Hipster German expressionism
So here you are. You’ve watched all the Salvador Dali films in the house, knitted all the hipster beanies you need, the bars in Shoreditch are too mainstream on a Friday night and you’ve already spent hours listening to unknown bands on Soundcloud. So what next?
What: From Morning to Midnight
Where: National Theatre, SE1
When: Until 26th January
Price: Various
So here you are. You’ve watched all the Salvador Dali films in the house, knitted all the hipster beanies you need, the bars in Shoreditch are too mainstream on a Friday night and you’ve already spent hours listening to unknown bands on Soundcloud. So what next? Well, you get yourself a ticket for a German expressionist play at the National Theatre, obvs.
So if this is your plan, let me talk you through the pros and cons.
First pro is that you’re unlikely to see it again for a long time: From Morning to Midnight, Georg Kaiser’s master-work has not had much airing since its premiere in 1917. Basically, now’s your chance.
Secondly, and this is quite a major one, taking the lead role as the Clerk is Adam Godley. Doesn’t ring a bell? Charlie’s dad in the 2005 Charlie and the Chocolate Factory film, Elliot Schwartz in Breaking Bad, he’s been in heaps of TV and theatre. Nominated multiple times for the Oliver Award and winner of numerous other awards, Godley is basically the only actor in the cast who got what the play was about. Oh wait, that’s a spoiler – more of in the cons. Anyway, Godley really brings the existentialist angst to this performance. Playing the boring, middle-aged clerk with a repetitive life and a repetitive job, he evolves as a character from his infatuation for a travelling Italian lady to his quest to find the meaning of life. In a 24 hour whirl, he tries out the thrills of life, looking for meaning in adrenaline, debauchery and religion. Comic but tragic, the clerk is self-aware of his failings and yet desperate to discover an underlying truth – the epitome of the expressionist hero.
Next up, all praise to Soutra Gilmour, the stage designer. This really makes the production stand out, creating surreal and often disquieting sets, framing and highlighting the spiritual angst which the play conveys. In many ways, the stage design speaks more than the actual cast, and certainly more convincingly. A giant clock towers over the stage, a reminder of the limited time that the clerk, and indeed everyone, has left. Below, the people scurry in pursuit of pointless activities and empty pleasures. The thrill of a bike race is marvellously rendered, the excitement of a non-existent crowd palpable. Bed sheets turn to snow and snow to waves as the clerk goes on his journey form his domestic repetition to the urban life outside. Houses collapse, lightning strikes, banks are robbed – this is all done seamlessly, with props being reused inventively to create a dream like stage geometry. All is set to almost constant refrain from Wagner’s Tannhouser., which sometimes works and sometimes doesn’t, but definitely adds to the overall angst of the viewer.

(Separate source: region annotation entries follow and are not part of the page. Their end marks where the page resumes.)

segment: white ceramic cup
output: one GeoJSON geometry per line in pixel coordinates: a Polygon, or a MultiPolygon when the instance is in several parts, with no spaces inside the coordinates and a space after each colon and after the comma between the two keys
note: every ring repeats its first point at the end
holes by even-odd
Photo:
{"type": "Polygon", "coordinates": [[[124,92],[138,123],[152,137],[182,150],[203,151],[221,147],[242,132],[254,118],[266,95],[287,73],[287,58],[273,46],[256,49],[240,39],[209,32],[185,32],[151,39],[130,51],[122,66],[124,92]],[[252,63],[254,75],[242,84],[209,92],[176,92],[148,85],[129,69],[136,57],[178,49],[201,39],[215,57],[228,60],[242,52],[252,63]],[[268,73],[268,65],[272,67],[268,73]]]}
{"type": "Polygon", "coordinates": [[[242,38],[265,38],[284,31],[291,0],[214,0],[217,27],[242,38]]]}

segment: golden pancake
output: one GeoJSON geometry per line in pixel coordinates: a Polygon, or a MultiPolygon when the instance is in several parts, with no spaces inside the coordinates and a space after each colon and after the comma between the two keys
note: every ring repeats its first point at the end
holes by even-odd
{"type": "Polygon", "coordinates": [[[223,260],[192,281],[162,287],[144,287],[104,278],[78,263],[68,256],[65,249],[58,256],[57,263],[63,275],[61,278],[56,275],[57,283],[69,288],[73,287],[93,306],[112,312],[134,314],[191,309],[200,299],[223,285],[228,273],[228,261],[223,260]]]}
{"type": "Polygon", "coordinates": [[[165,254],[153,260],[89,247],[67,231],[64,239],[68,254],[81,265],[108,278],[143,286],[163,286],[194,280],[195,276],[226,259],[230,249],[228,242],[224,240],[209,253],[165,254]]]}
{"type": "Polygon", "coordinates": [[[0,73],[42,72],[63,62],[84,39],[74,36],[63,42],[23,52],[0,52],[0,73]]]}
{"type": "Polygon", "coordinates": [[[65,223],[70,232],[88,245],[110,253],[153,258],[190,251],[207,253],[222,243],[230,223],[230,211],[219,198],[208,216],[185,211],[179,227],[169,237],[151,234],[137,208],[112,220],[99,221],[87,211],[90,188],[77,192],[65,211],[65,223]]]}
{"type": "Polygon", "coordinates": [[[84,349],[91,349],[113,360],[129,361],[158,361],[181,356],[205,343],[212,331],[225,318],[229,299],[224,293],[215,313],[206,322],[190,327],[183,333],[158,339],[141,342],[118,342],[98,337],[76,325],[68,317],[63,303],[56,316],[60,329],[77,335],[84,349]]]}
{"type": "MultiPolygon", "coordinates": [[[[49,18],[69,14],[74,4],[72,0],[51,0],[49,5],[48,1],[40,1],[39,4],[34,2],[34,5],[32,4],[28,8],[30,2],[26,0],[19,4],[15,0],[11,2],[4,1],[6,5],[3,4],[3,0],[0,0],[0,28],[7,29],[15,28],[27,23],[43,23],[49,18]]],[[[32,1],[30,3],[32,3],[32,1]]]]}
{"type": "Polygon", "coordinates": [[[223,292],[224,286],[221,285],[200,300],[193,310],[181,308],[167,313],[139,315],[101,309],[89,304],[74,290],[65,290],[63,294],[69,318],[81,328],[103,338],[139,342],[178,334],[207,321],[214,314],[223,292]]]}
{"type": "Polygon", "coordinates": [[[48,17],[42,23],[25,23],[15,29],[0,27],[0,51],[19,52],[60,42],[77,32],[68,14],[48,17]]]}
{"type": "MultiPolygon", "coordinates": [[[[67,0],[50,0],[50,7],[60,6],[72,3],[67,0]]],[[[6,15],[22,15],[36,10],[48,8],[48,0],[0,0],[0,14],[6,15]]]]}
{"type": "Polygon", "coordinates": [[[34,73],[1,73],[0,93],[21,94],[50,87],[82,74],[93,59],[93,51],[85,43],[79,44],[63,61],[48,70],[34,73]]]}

And now for the negatives of this production. It’s hollow, it’s predictable and it’s flat.
The overall production is striking and impressive – but overwhelming. The constant flashes, music and stage surprises, though wonderful and ingenious, do nothing to improve your interest in the clerk’s fate. Is he going to find the meaning of life in religion? Is he going to get caught? Will he go back to his previous lifestyle? You just don’t care. And the truth is none of the cast members seem to either. With the notable exception of Godley, no one seems to have got into their part, or even be aware that their lines are part of a dialogue.
All in all, a trip to From Morning to Midnight may be better than another evening polishing your fixed gear bike, but only just.